Former Undersecretary of State James Glassman, who went on to start the George W. Bush Institute, said the United States for generations has been winning the argument that authoritarian countries like China should behave more democratically. He said Pompeo’s undermining of the election results plays to those adversaries’ hands.
“That’s a pretty strong argument the Chinese will be able to make, that you don’t need democracy, it produces some really bad results,” Glassman, who served under Bush but supported Biden this year, said.
Pompeo, in a Fox News interview late Tuesday, softened his earlier assertion about a second Trump term, instead emphasizing the need to finish counting votes and insisting “whoever is in office on Jan. 20” will have the tools to succeed.
Still, his suggestion the election’s outcome was still unclear came as key leaders around the world are already publicly congratulating President-elect Joe Biden on his projected victory.
That thrusts many of those same U.S. allies into an incredibly precarious diplomatic position as Pompeo begins a seven-country whirlwind tour Friday, potentially his last foreign trip before the Biden administration takes office in January.
What will French President Emmanuel Macron, who discussed everything from Covid-19 to African development in a call to Biden on Tuesday, say to Pompeo when he meets with him in Paris, with Pompeo still publicly claiming Trump will remain president next year?
How will Israeli Prime MInister Benjamin Netanyahu or Qatari Emir Tamim bin Hamad Al Thani, both of whom have publicly recognized Biden’s victory, answer questions from their own citizens about the legitimacy of the U.S. election when Pompeo visits their countries next week?
“Just saying hi, I suppose that’s not too terribly difficult,” Pompeo said on Fox News when asked about foreign leaders congratulating Biden. “But make no mistake about it, we have one president, one secretary of state, one national security team at a time.”
Then, he added an ominous warning for Biden’s team about the Logan Act, which prohibits Americans — such as an incoming president — from conducting their own diplomacy on behalf of the U.S. government.
“I’m sure the Department of Justice will be keeping a good eye on that for us,” Pompeo said.
When Trump’s first national security adviser, retired Lt. Gen.
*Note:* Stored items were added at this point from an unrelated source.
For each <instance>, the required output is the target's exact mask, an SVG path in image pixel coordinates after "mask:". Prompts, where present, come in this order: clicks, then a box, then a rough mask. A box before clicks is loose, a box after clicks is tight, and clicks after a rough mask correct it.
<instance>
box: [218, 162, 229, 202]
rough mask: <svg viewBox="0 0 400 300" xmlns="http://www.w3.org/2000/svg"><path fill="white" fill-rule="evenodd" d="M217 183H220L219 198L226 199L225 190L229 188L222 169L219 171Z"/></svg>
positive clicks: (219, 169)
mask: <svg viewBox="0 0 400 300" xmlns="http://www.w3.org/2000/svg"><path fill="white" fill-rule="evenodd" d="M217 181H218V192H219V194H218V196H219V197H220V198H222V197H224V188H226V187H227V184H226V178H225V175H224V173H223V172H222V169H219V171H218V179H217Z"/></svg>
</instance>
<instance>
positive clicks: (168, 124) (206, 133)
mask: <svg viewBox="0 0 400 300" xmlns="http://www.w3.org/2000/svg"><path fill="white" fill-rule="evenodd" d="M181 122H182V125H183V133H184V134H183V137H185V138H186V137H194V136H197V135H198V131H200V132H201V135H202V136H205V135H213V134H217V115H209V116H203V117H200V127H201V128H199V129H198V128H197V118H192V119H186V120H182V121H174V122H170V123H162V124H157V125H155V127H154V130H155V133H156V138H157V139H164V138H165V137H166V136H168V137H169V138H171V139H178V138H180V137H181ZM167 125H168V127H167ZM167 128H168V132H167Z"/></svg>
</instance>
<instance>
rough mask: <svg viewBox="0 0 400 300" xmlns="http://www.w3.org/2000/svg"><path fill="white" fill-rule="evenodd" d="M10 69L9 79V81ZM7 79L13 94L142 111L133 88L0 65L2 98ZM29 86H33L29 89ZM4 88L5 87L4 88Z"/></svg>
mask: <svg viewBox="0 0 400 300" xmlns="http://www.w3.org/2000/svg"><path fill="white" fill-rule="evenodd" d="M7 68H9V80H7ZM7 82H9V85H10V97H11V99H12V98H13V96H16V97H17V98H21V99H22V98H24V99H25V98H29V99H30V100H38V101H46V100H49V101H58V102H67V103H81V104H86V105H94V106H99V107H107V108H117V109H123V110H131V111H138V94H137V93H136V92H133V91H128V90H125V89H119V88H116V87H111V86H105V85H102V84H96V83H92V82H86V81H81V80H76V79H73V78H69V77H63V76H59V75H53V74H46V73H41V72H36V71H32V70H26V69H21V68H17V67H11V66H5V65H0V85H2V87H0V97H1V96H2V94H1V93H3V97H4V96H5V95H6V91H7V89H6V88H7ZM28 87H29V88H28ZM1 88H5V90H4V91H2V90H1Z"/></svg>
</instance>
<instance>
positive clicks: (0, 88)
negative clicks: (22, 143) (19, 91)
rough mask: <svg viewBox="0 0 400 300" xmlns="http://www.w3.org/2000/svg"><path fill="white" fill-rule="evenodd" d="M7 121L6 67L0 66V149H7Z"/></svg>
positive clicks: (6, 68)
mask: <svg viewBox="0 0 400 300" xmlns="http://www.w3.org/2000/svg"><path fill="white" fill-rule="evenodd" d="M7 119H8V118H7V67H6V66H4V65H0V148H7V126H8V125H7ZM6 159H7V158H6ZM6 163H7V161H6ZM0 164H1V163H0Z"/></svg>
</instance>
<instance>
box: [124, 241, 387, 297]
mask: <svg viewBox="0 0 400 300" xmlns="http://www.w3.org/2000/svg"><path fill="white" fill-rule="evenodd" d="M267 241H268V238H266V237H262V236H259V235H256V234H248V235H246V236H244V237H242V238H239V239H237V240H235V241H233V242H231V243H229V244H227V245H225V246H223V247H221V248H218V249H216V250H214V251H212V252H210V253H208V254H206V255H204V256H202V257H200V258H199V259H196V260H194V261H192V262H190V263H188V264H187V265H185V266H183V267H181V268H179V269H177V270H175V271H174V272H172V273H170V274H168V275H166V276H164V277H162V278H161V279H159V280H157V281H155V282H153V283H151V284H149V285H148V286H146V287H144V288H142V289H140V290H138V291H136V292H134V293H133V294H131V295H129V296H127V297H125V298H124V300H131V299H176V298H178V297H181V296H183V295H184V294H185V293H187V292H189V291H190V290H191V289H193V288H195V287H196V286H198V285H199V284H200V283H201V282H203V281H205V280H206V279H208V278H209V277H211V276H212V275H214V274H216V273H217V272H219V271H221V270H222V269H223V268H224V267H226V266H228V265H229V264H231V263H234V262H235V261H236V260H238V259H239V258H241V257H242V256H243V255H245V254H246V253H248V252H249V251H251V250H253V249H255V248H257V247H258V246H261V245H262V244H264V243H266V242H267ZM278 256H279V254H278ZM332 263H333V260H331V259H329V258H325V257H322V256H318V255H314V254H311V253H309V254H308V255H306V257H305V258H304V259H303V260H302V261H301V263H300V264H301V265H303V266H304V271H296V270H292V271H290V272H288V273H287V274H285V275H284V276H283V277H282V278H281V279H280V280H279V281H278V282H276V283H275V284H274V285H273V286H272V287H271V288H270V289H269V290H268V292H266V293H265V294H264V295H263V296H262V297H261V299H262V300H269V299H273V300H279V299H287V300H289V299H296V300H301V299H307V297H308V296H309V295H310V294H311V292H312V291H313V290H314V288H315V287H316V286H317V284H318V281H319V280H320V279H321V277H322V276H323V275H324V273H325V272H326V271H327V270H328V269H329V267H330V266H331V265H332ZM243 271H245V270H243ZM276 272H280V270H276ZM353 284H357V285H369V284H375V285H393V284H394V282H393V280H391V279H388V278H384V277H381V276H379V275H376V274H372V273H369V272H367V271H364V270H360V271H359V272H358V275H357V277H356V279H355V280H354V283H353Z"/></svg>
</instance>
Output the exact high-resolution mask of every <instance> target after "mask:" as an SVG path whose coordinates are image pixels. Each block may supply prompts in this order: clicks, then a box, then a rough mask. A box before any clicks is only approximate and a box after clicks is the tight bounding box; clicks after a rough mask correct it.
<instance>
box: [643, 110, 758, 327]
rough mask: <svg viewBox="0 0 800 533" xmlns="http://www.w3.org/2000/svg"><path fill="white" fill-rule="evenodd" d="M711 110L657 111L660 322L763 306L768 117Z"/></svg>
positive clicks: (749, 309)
Michael Flynn, spoke with Russia’s ambassador in the days before Trump took office, it was not “just saying hi.” Flynn, instead, lobbied Moscow on how it should respond to Obama administration sanctions in intercepted phone calls. He later pleaded guilty to lying to the FBI about those calls.
As Pompeo prepares for his overseas trip, two U.S. officials stationed overseas tell NBC News there has been no clear guidance to U.S. missions on how to address the election results.
But two State Department officials said separately that despite the Trump administration’s refusal to permit cooperation with Biden’s transition, U.S. officials have started quietly using back channels with members of Biden’s team in anticipation of the handover of power in January.
“His statements make it clear that he will use his office to hold the entire agency hostage until he is forced to give up power,” a State Department official said, speaking on the condition on anonymity about Pompeo’s comments out of fear of retribution. “This is not how a democracy works. It makes sense why we have not received any guidance on preparing for the transition.”
Pompeo’s long-standing calls for other nations to respect the results of “free and fair elections” have dovetailed with a central line of U.S. diplomacy: promotion of democracy abroad. The State Department has an entire bureau, with offices and dedicated officials around the world, focused on it.
Last year, after a contested election for Istanbul mayor, Pompeo’s spokeswoman insisted that “acceptance of legitimate election results are essential for any democracy.” And in July, after a drawn-out battle over the integrity of elections in Guyana, Pompeo appeared on camera and said it was “long past due for a peaceful transition of power.”
“They should get on with it,” he said.